Though controversy continues regarding the Cash-Landrum event, Coral Lorenzen's original concerns about the witnesses' experience of horror remain no less relevant today, and "today" encompasses an era often burdened with UFO "investigators" who see aliens around every corner, particularly when financially lucrative encounters or TV cameras drooling for stories of the incredible, true or not, come into play.  As usual, sensational nonsense frequently trumps sober voices and reasonable documentation because the facts just aren't as sexy as bull crap attired in an alien negligé.  And speaking of sex and bull crap. . .

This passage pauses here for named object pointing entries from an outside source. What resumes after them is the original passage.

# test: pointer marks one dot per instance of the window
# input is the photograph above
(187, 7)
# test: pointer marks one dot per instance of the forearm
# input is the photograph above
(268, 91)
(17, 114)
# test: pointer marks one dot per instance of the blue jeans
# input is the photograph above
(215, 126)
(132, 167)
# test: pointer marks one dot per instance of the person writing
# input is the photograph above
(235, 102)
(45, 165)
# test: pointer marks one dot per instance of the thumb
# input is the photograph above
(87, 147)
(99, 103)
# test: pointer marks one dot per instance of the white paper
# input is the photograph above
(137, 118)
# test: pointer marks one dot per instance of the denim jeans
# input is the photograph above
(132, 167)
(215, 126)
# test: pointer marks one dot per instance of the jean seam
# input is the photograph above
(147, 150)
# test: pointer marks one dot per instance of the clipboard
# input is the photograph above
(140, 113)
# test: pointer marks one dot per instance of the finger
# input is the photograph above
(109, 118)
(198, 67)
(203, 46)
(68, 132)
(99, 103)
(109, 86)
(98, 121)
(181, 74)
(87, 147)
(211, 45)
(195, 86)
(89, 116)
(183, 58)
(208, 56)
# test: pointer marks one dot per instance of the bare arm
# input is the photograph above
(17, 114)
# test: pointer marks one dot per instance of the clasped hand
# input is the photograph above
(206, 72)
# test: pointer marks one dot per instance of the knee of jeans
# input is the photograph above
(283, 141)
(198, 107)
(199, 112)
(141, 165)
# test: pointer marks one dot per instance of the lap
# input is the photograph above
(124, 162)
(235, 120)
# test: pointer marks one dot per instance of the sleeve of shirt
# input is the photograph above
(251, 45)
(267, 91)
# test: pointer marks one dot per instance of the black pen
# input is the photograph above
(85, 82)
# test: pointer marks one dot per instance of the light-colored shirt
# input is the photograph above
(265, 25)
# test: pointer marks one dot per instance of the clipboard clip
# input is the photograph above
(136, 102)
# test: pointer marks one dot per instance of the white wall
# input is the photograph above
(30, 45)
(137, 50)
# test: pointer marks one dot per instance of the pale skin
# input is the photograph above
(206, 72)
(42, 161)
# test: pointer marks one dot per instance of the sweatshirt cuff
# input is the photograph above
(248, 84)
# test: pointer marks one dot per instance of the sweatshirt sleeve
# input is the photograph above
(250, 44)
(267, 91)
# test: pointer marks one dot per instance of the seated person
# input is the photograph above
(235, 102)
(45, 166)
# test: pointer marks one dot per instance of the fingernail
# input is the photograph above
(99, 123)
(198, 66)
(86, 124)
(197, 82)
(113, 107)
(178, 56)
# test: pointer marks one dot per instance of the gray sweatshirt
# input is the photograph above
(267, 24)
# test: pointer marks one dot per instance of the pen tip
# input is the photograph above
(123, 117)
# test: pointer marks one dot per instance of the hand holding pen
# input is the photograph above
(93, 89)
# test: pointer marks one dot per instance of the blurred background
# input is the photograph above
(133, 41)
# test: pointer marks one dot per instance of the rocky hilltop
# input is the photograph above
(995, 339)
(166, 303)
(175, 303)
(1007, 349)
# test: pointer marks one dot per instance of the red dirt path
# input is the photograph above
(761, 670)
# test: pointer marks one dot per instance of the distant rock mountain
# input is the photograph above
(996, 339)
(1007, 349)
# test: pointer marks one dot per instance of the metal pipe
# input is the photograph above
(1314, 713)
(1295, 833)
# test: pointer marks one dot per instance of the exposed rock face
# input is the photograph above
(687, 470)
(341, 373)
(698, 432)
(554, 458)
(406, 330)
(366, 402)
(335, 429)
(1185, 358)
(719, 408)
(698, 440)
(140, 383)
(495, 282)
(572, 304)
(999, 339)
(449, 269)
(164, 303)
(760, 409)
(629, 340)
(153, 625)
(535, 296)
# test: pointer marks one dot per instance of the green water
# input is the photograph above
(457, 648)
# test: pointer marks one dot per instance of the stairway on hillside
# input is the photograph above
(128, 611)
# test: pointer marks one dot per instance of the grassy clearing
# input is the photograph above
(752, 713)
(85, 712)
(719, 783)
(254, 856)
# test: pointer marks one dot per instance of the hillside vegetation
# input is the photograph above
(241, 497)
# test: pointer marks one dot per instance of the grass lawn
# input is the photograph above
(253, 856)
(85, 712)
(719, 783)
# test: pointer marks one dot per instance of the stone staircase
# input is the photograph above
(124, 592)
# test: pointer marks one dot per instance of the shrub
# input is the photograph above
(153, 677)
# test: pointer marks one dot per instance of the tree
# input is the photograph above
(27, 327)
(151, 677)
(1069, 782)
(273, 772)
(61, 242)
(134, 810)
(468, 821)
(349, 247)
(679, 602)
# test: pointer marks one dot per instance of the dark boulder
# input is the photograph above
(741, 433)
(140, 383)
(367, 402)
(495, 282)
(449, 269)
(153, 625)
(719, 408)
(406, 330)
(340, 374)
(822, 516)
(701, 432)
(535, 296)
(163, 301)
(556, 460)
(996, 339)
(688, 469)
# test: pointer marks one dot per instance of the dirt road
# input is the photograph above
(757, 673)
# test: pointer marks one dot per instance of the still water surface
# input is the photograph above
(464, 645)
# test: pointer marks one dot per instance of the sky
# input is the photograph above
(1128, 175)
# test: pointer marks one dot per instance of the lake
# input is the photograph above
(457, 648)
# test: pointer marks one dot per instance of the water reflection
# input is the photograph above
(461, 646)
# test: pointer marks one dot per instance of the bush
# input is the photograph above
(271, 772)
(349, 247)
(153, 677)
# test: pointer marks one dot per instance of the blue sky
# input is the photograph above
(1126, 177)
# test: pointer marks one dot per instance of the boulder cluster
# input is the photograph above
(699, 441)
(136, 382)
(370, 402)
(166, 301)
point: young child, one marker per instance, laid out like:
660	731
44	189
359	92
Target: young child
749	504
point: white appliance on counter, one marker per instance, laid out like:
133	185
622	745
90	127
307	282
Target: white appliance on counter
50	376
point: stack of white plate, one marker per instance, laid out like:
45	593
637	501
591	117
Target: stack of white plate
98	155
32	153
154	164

 To my readers in New York City who may soon enjoy the opportunity to vote for Anthony Weiner as your next mayor:  (I'll try to disregard the fact that his wife has Muslim Brotherhood connections in her family.)  Look, I don't care if the guy sends out pictures of his genitals all day and all night, and without a good supply of "perverts" and folk looked down upon just because they think differently from the masses, the world would be an intellectually desolate place.  Nevertheless, if I had a crystal ball -- well, if I had a crystal ball the damned thing would roll off the table and smash into a zillion pieces because I'm rather a klutz when it comes to keeping round things in place.  Anyway, if you elect Weiner, I'm entertaining this little scenario where all sorts of people in NY will be staying up all night, hoping to find ways to encounter this guy and fabricate a trail to accuse and sue him for something sexual.  The problems might occur within his own office, among the staff.  Whatever the circumstances, lawsuits could fly and New Yorkers could end up paying out millions and millions of dollars for sexual harassment actions, true or not.  This is New York, after all.  Of course you'll pay and pay and pay.  Trust me, people are just wringing their hands, praying for Weiner to become both mayor and official NY sexual lawsuit lottery machine.  Nice to know he's undergone "therapy" in the meantime, however.  That worked out well, I'll just bet.  As if there are no  psychologists in the world who enjoy naughty pictures as much as the next patient or therapist.  Okay Anthony, Dr. P. R. Vert will see you and your pal Carlos Danger now. . .and, make no mistake, Dr. P.R. Vert is open for business all day and all night long, armed and ready to either attack or cater to everybody's demons.  Beware, New York City, you'll get what you vote for -- again.